第7話 By mind (前編)

 私と優男くんは一緒に生まれ、今まで17年間ずっと一緒に過ごしてきた。

 優しい行いをするので彼は優男くんと呼ばれているのだけど、みんなは知らないでしょう。その行動を取れるのは私がいるからなのだという事を。


 昨日は迷子の女の子を慰めてあげた。その前はおばあさんの大きな荷物を持ってあげた。その前日にはコンビニの募金箱に1万円札を突っ込んだ。そしてその行動の源泉は全て私。


 人は行動を起こす時、心を見渡して適切な感情を選び取る。心の扉を通り、選ばれた感情が行動を促す。これが感情表現の簡単な仕組みね。

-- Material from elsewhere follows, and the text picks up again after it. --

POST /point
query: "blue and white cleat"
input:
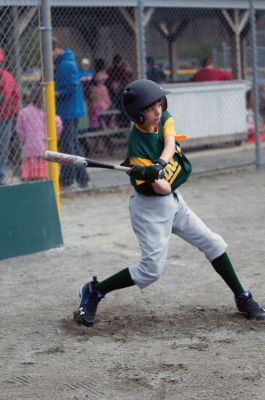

 彼の感情表現の中で最も多いのが私、優しさなのよ。私は17年間、毎日仕事をした。優男くんが怒った日も泣いた日も笑った日も、どんな時でも私だけは毎日選ばれ続けた。彼にとって私はアイデンティティのようなものかもしれないわね。あ、今日も呼んでる。行かなきゃ。


 ○


『優男くん、今週わたしの代わりに委員会でといてくれない?お願いっ』


『どうしたの?安城さん、どこか具合でも悪いの?』


『わたしじゃなくてお母さんがね。暫くわたしが看病とか家事しなきゃ行けないの。だから早く帰りたくて……』


 彼女は僕のクラスメイトの安城さん。文化祭実行委員会に入っている。その仕事はかなり大変だ、との噂だが……


『お母さんが、それは心配だ。早く帰ってあげて。委員会の方は任せてよ』


 ありがとう、と彼女は踵を返し、足早に下校していった。

 早く元気になるといいな、安城さんのお母さん。



『あ、君が安城さんの代わり?ごめんね、今週めっちゃ忙しいんだよ』


 どすん、と置かれたのは書類の山。1人用の冷蔵庫くらいの高さはあった。この紙製の冷蔵庫全て、誤字がないかチェックするらしい。…………らしい。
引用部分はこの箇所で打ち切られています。